Friday, May 29, 2015

Test-driving your code

In most established archival institutions, any given finding aid can represent decades of changing descriptive practice, all of which are reflected in the EAD files we generate from them. This diverse array of standards and local-practice is what makes our job as data-wranglers interesting, but it also means that with any programmatic manipulation we make, there is always a long tail of edge-cases and outliers that we need to account for, or risk making unintentional and uncaught changes in places we aren't expecting.

When I first came on to the A-Space / Archivematica integration project, this prospect was terrifying - that an unaccounted-for side-effect in my code could stealthily change something unintended, and fall under the radar until it was too late to revert, or, worse, never be caught. After a few days of an almost paralytic fear, I decided to try a writing style known by many in the agile software-development world as Test-Driven Development, or TDD.

After the first day I had fallen in love. Using this methodology I have confidence that the code I am writing does exactly what I want it to, regardless of the task's complexity. Equally valuable, once these tests are written a third party can pick up the code I've written and know right away that any new functionality they are writing isn't breaking what is already there. One could even think of it as a kind of fixity check for code functionality - with the proper tests I can pick up the code years down the line and know immediately that everything is still as it should be.

In this post I will be sharing what TDD is, and how it can be practically used in an archival context.
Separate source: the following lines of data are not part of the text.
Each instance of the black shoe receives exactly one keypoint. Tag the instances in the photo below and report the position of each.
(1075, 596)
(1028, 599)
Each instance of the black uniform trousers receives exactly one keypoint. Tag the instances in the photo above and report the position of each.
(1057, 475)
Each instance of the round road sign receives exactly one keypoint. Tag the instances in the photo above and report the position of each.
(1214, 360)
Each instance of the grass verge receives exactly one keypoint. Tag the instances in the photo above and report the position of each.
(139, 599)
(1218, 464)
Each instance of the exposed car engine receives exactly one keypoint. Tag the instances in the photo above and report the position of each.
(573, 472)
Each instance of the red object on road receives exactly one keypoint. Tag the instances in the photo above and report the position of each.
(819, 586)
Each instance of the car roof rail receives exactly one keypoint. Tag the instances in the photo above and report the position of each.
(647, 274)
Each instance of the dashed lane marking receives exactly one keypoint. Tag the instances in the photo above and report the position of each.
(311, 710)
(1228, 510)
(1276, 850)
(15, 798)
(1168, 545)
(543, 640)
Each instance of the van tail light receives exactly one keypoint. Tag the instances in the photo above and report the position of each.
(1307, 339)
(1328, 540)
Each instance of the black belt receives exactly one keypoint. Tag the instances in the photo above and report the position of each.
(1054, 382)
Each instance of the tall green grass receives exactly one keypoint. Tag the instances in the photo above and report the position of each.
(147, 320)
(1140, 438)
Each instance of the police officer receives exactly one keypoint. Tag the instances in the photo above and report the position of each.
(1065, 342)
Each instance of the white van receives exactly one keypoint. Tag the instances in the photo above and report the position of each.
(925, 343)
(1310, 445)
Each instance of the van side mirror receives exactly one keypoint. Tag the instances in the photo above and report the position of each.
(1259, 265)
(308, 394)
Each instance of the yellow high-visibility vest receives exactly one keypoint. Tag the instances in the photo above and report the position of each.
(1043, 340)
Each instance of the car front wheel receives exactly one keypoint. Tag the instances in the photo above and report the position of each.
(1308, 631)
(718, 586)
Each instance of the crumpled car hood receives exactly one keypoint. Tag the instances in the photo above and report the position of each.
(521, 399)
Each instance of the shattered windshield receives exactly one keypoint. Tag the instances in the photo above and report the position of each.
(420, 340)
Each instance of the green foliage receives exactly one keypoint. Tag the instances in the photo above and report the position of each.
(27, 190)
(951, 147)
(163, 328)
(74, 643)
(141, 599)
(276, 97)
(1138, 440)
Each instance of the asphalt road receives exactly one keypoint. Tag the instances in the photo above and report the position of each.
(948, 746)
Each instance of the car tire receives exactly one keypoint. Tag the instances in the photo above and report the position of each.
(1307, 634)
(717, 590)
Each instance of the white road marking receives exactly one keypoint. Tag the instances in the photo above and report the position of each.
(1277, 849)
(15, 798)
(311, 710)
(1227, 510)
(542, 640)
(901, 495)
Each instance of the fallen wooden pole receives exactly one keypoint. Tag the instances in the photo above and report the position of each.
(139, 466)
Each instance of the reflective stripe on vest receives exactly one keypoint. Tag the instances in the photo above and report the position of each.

In the spirit of showing, not telling, I'll be giving a walkthrough of what this looks like in practice by building a hypothetical extent-statement parser.

The code detailed in this post is still in progress and has yet to be vetted, so the end result here is not production-ready, but I hope exposing the process in this way is helpful to any others who might be thinking about utilizing tests in their own archival coding.

To start off, some common questions:

What is a test?

A test is code you write to check that another piece of code you have written is doing what you expect it to be doing.

If I had some function called normalize_date that turned a date written by a human, say "Jan. 21, 1991" into a machine-readable format, like "1991-01-21", its test might look something like this:

This would fail if the normalized version did not match expected outcome, leaving a helpful error message as to what went wrong and where.

So what is TDD?

Test-Driven Development is a methodology and philosophy for writing code first popularized and still very commonly used in the world of agile software design. At its most basic level it can be distilled into a three-step cyclic process: 1) write a failing test, 2) write the simplest code you can to make the test pass, and 3) refactor. Where one might naturally be inclined to write code then test it, TDD reverses this process, putting the tests above all else.

Doesn't writing tests just slow you down? What about the overhead?

This is a common argument, but it turns out in many cases tests actually save time, especially in cases where long-term maintainability is important. Say I have just taken on a new position and have responsibility to maintain and update code built before my time. If my predecessors hadn't written any tests I would have to look at every piece of code in the system before I could be confident that any new changes I'm making aren't breaking any current obscure functionality. If there were tests, I could go straight into making new changes without the worry that I might be breaking important things that I had no way to know about.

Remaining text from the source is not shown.